Há algum tempo que venho sustentando a hipótese de que o tédio tem sido tão presente em meus dias, que até mesmo o gosto pela leitura fora prejudicado. Cheguei a me convencer de que a situação é grave, pois pela primeira vez na minha vida, ler se tornou uma atividade enfadonha... No entanto, existe sempre a possibilidade desse sentimento desaparecer quando chega a vez de colocar as mãos em obras distintas, como foi o caso deste GONZOS E PARAFUSOS.
Este belo trabalho da
escritora Paula Parisot acalentou a amofinação que permeava em meu ser.
Ou pelo menos serviu para mostrar que o tédio não afetou minha leitura propriamente,
mas ocasionou uma diminuição da tolerância em relação a alguns títulos que eu estava
lendo.
GONZOS E PARAFUSOS é um
desses livros que parece não contar nada objetivo, mas seu charme se encontrar
justamente no fluxo de consciência. Ambientação, destino, situações, tudo
parece secundário. O esplendor fica bem ali, no âmago da personagem Isabela e
em seu olhar multifacetado da realidade.
E por falar em tédio, esse
talvez seja o lugar comum em Isabela. Psicanalista, a jovem passa a vida em
busca de sentido, de encaixe, e tal busca algumas vezes pode chegar aos
extremos, levando a jovem até mesmo tentar o suicídio. Aqui não existe uma
sinopse específica a ser feita, somente o que pode ser sintetizado é o olhar da
personagem sobre a própria loucura. E apesar de nos deparar com instantes depressivos
e até polêmicos, é uma delícia este convite de investigar o mundo através da
percepção da protagonista.
Isabela é profunda! Investiga
sua própria natureza por meio de comparações com o passado e as pessoas que
nele estiveram inseridas. Confunde-se com os muitos sentimentos aflorados em si,
como é comum na inconstância do ser humano. Isabela analisa de fora pra dentro,
talvez por um excesso de racionalidade que se confunde com insanidade, a
personagem é alheia ao julgamento, ela simplesmente relata, de modo impreciso,
até mesmo quando menciona e anseia a mulher no quadro do artista Klint (capa da
obra).
Mesmo em suas citações de
Freud que poderiam ser compreendidos como clichês, a própria Isabela se
antecipa e reconhece a veracidade deste lugar comum, porém, deixa escapar que
citar o psicanalista nunca é demais, o que nos leva a concordar. Vê-se vencida
pelo pensamento banal e sabe que não precisaria do mesmo, muito embora alguns
jargões pareçam inescapáveis.
Tive a sensação de que era o
acúmulo de racionalidade o fundamento da loucura na personagem. Salvo pelo
tédio eternizado nas páginas deste livro, a tragédia do meu semelhante, quando erigido
em literatura, faz com que eu me encontre lendo bem devagar. Por ato
involuntário, freio minhas leituras quando estou envolvido pelo livro.

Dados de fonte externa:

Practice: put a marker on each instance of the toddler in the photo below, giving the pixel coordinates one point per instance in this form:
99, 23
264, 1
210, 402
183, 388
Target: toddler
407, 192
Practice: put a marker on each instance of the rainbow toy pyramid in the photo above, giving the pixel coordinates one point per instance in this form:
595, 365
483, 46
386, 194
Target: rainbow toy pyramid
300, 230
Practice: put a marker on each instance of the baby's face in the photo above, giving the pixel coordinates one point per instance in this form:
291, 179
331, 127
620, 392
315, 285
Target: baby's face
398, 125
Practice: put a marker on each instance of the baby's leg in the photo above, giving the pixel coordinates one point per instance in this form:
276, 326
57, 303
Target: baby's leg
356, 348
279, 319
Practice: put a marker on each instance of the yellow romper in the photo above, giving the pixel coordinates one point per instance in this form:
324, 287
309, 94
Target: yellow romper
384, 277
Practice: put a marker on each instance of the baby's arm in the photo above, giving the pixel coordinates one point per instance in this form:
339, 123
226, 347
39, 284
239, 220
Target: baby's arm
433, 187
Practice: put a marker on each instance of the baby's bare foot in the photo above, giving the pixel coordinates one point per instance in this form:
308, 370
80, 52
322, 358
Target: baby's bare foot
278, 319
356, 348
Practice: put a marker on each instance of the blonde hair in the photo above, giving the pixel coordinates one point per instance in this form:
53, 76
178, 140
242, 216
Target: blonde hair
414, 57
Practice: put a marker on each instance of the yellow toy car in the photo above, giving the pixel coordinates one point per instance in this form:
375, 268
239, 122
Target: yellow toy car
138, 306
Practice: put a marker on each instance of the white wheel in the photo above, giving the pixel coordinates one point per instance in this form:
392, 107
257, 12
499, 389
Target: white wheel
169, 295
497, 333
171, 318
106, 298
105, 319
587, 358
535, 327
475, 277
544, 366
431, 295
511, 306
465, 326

Há instantes em que o relato
parece tão crível, que ocorreu-me estar lendo palavras da própria Paula
Parisot, como se estivesse lendo o diário da autora. Sei que existe muito
dos autores em seus personagens, sejam em aspectos temporários ou personalidade
fixa, mas algumas vezes a coisa parece indistinguível; a semelhança entre
autora e protagonista aqui soou-me muito elevado, embora este possa ser um
inofensivo equívoco de minha parte.
Não sei exatamente explicar em quais pontos, mas achei o estilo narrativo de Paula Parisot um pouco parecido com o meu próprio. Claro que careço adquirir o charme descritivo da autora, mas foi inevitável algumas comparações.
GONZOS E PARAFUSOS é uma extraordinária viagem através da ambiguidade humana. Não gosto de usar a palavra loucura para não acabar fisgado pelo chavão, mas exatamente como Isabela menciona: “às vezes é inevitável escapar do lugar comum...”, o fato é que a loucura da personagem é o epicentro dessa deliciosa trama. Com um começo que não é o começo, um meio sem meio e o final que não termina, Paula Parisot foi o melhor remédio contra meu tédio atual, e saber o quanto sofro do mesmo mal que sua personagem me causou certo acalento e cumplicidade... Isabela é, em pé de igualdade com Violeta, personagem do estupendo livro OS MEUS SENTIMENTOS, o ser humano mais intenso que li no encerrado ano de 2020.